From the TUC

Robin Hood Tax: the war of the words

03 Oct 2011, by in International

Since the European Commission published its proposals for a Financial Transactions Tax (FTT), the problems that the Robin Hood Tax campaign had in getting the story into the papers – in particular the Financial Times – have melted away. Battle has clearly been joined. This is good, because even where the articles are negative, they are underlining some key arguments which favour our campaign. These are that FTTs are feasible, that they need to be carefully designed, and that they would tackle some of the worst features of the contemporary financial sector. Even better from a campaigning angle, the most vocal opponents of an FTT look the most partisan, self-interested and out of touch with ordinary life.

In particular, popular commentators like John Plender (£) at the FT, or Robert Peston at the BBC, have indicated that FTTs could play a popular regulatory role by making derivative speculation and high-frequency trading less remunerative. In the USA, liberal papers like the New York Times (not just Paul Krugman but now Nicholas D. Kristof) and unions like the National Nurses Union (part of the AFL-CIO, the TUC equivalent) are the main campaigners.

These commentators and campaigners are backed up by financial experts like Avinash Persaud and Sony Kapoor – and the 1000 economists who have signed our open letter, but it’s true to say that we haven’t got as many voices from the highest levels of the finance industry.

Of course that may not be a surprise: top financiers will lose out, and they’re not all Warren Buffett! But city apologists aren’t necessarily the best advocates of the anti-FTT position, either.

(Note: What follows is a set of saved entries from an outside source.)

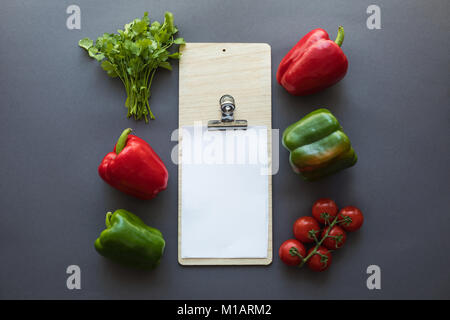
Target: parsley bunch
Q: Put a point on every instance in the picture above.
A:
(134, 54)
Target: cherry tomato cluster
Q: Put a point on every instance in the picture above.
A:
(332, 236)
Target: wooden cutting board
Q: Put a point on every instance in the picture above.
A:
(208, 71)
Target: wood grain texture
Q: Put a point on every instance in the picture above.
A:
(208, 71)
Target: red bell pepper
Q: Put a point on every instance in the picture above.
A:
(134, 168)
(313, 64)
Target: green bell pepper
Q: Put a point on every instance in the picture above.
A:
(128, 240)
(318, 146)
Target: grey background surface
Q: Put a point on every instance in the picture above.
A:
(60, 114)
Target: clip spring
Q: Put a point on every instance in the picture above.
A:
(227, 122)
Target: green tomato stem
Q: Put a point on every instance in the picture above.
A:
(319, 243)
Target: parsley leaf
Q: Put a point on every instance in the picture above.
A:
(134, 54)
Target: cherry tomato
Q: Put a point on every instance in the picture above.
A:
(321, 260)
(324, 208)
(353, 216)
(286, 255)
(303, 228)
(337, 240)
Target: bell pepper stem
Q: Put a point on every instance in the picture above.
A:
(340, 36)
(108, 219)
(122, 140)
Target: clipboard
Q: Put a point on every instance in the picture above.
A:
(208, 71)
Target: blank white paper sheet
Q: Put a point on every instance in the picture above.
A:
(224, 193)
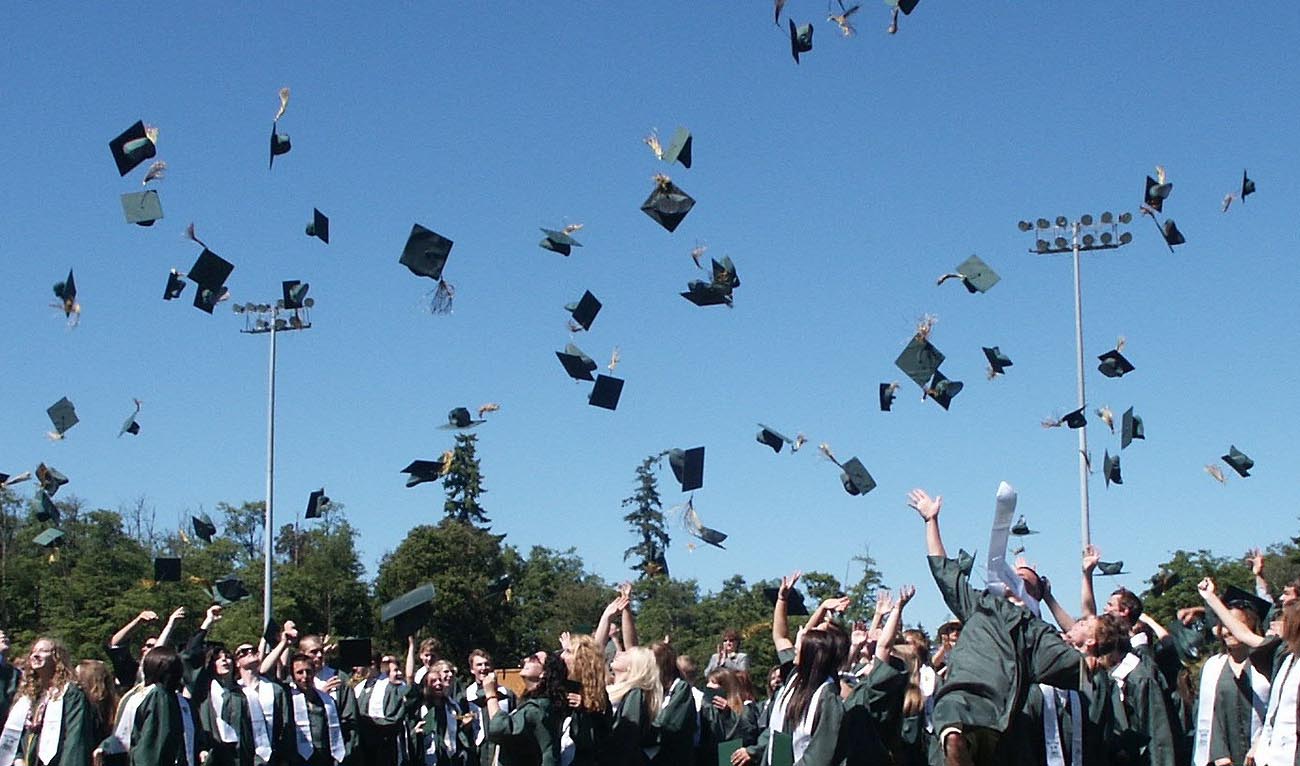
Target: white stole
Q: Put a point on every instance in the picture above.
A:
(303, 723)
(1052, 728)
(217, 700)
(802, 734)
(261, 706)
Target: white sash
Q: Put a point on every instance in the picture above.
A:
(217, 700)
(261, 705)
(1277, 740)
(1052, 728)
(303, 723)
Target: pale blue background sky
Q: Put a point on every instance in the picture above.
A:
(841, 189)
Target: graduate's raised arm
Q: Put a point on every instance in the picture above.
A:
(928, 509)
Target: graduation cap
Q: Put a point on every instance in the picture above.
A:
(167, 570)
(887, 396)
(50, 479)
(460, 418)
(975, 275)
(174, 285)
(142, 207)
(688, 466)
(584, 311)
(997, 362)
(131, 147)
(606, 392)
(801, 39)
(355, 652)
(63, 414)
(1110, 468)
(229, 589)
(1238, 461)
(558, 242)
(280, 145)
(203, 527)
(316, 503)
(943, 390)
(667, 204)
(408, 611)
(919, 360)
(1130, 428)
(577, 364)
(48, 539)
(319, 228)
(66, 294)
(772, 438)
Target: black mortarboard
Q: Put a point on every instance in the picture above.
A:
(577, 364)
(425, 252)
(585, 310)
(679, 148)
(316, 503)
(319, 228)
(943, 390)
(1130, 428)
(1155, 194)
(280, 145)
(887, 394)
(460, 418)
(667, 204)
(1110, 468)
(354, 652)
(421, 471)
(688, 466)
(856, 477)
(229, 589)
(919, 360)
(131, 147)
(142, 207)
(801, 39)
(203, 527)
(772, 438)
(294, 293)
(558, 242)
(1114, 364)
(167, 570)
(997, 362)
(174, 286)
(50, 479)
(1238, 461)
(48, 539)
(794, 605)
(63, 414)
(606, 392)
(408, 611)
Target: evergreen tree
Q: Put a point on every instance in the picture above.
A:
(648, 523)
(464, 483)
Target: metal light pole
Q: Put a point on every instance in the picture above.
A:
(264, 317)
(1084, 234)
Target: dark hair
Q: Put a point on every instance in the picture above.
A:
(163, 666)
(820, 654)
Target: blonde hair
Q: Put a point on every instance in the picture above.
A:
(642, 674)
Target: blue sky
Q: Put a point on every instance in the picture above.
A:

When they argue that FTTs are flawed, we can make that a debate about feasibility, which is good, because it undermines one of the most successful early arguments against FTTs which was that advocates were ‘nice but naïve’. A debate on detail is therefore one we should relish, because the very debate itself stresses that we are realistic and believable.

And when they argue that FTTs would damage the finance sector or drive financial institutions abroad, FTT opponents are in danger of looking out of touch (many people don’t think the finance sector could get any worse), representing a greed agenda or blackmailing the electorate.

So the argument so far is running well for the FTT – but there is a lot more to be done.